Lei Riondino è artista poliedrico, cantautore, attore, scrittore con diverse pubblicazioni quali Il trombettiere e Sussidiario (tanto per rimanere agli ultimi. In quale di queste vesti si trova meglio?
«Non c’è differenza tra questi miei modi di esprimermi. Ormai, ad esempio, l’andare in scena è sostanzialmente un modo di scrivere: da tempo a teatro, per ragioni che sono economiche in primis ma anche legate al gusto mutato del pubblico, si è diffusa non direi la moda, ma sicuramente una maniera di stare sulla scena, una teatralità minima fatta solo con un leggio, un accompagnamento musicale, magari qualche proiezione e soprattutto storie da raccontare. È teatro legato spesso a occasioni, una specie di liturgia civile che nasce per contesti precisi. Un modo di fare teatro molto semplice ma efficace e spesso fuori dalla routine.
Lei deve molto della sua popolarità alla televisione: come è il suo rapporto con la tv oggi?
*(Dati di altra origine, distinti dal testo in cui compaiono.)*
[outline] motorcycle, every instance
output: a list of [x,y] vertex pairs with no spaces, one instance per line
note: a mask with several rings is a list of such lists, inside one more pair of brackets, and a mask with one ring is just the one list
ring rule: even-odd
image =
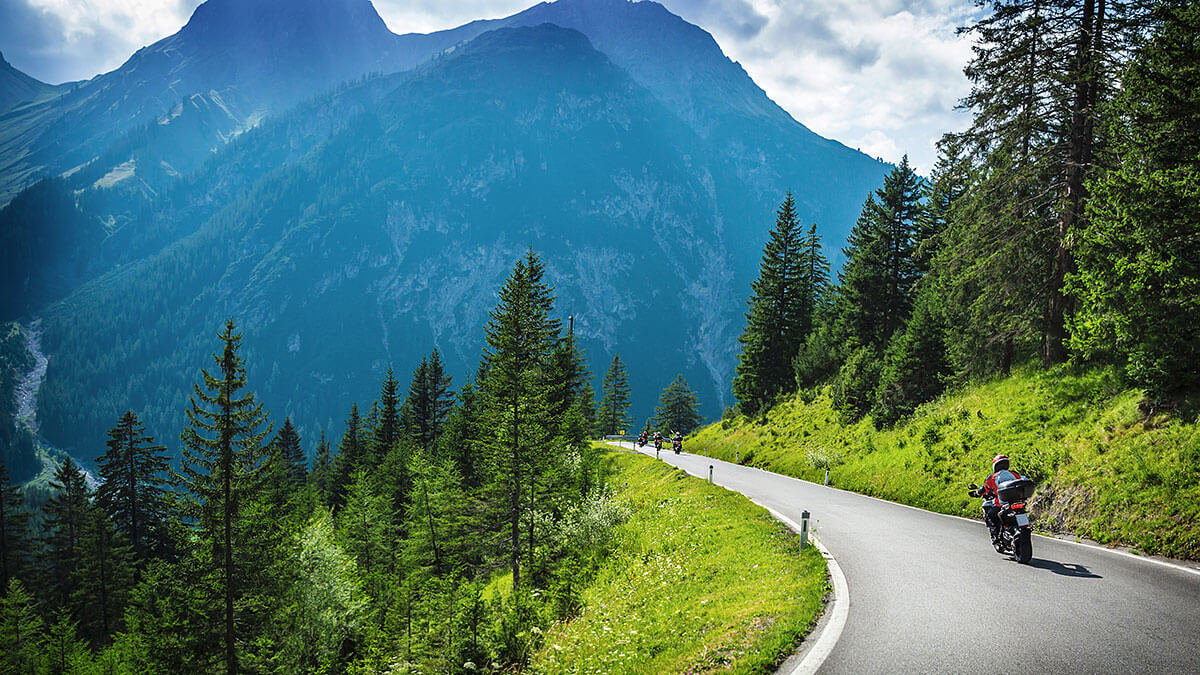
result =
[[[979,487],[967,486],[972,497],[978,497]],[[1021,564],[1033,559],[1033,525],[1025,502],[1033,496],[1033,481],[1017,478],[996,485],[996,506],[1000,509],[1000,539],[996,552],[1006,553]]]
[[662,450],[662,439],[661,438],[654,439],[654,450],[656,452],[659,450]]
[[639,448],[646,447],[646,434],[642,434],[641,436],[638,436],[637,444],[638,444]]
[[675,454],[677,454],[677,455],[679,453],[683,452],[683,441],[672,440],[671,441],[671,449],[674,450]]

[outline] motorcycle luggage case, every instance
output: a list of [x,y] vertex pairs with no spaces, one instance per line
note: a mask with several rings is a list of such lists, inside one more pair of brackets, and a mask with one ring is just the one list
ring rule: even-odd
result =
[[1028,478],[1004,481],[996,485],[996,495],[1005,504],[1023,502],[1033,496],[1033,481]]

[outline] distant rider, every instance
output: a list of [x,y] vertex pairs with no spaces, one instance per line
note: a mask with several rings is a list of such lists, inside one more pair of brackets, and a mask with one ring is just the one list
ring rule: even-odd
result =
[[683,450],[683,434],[676,431],[675,435],[671,437],[671,442],[677,444],[679,449]]
[[[998,484],[1010,480],[1024,478],[1016,471],[1008,469],[1008,455],[996,455],[992,460],[992,475],[983,482],[982,487],[974,488],[969,493],[972,497],[983,498],[983,521],[987,523],[988,531],[992,533],[992,546],[1000,547],[1000,506],[996,491]],[[973,486],[972,486],[973,487]]]

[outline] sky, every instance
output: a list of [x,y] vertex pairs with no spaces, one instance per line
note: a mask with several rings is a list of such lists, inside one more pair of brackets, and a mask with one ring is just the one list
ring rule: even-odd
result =
[[[767,95],[813,131],[921,173],[969,122],[972,0],[659,0],[712,33]],[[46,82],[83,80],[176,32],[200,0],[0,0],[0,52]],[[374,0],[396,33],[515,14],[535,0]]]

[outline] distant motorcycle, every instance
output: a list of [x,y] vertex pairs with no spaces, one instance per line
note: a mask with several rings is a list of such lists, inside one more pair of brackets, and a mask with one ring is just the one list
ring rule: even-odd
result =
[[683,452],[683,441],[679,439],[671,441],[671,449],[674,450],[675,454],[677,455]]
[[655,449],[656,451],[657,451],[657,450],[662,450],[662,439],[661,439],[661,438],[656,438],[656,439],[654,439],[654,449]]
[[646,447],[646,434],[642,434],[641,436],[638,436],[637,444],[638,444],[639,448]]
[[[975,495],[979,488],[974,483],[967,486]],[[1033,525],[1029,523],[1029,512],[1025,502],[1033,496],[1033,481],[1028,478],[1005,481],[996,485],[996,506],[1000,508],[1000,541],[996,551],[1012,556],[1022,564],[1033,559]]]

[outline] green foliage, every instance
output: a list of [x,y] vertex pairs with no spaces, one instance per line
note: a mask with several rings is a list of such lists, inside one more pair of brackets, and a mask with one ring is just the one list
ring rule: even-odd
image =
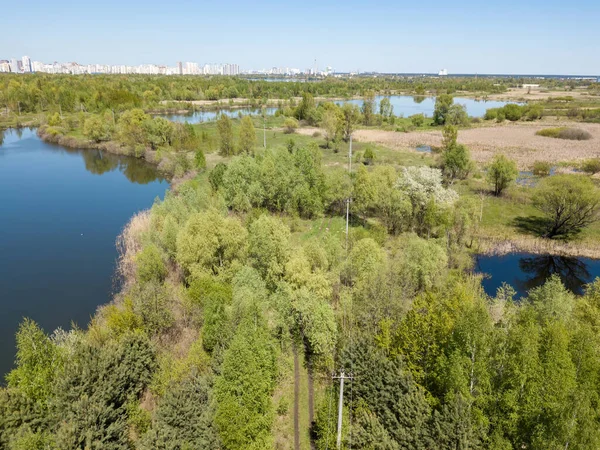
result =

«La seguo poco, vedo autori e interpreti che paiono come intimiditi, bloccati, un tantino conformisti: esattamente il contrario di quanto accadeva allora in cui si era quasi obbligati a fare satira di peso, provocatoria: insomma quell’épater les bourgeois di cui nella tv di oggi sembra si sia persa ogni traccia».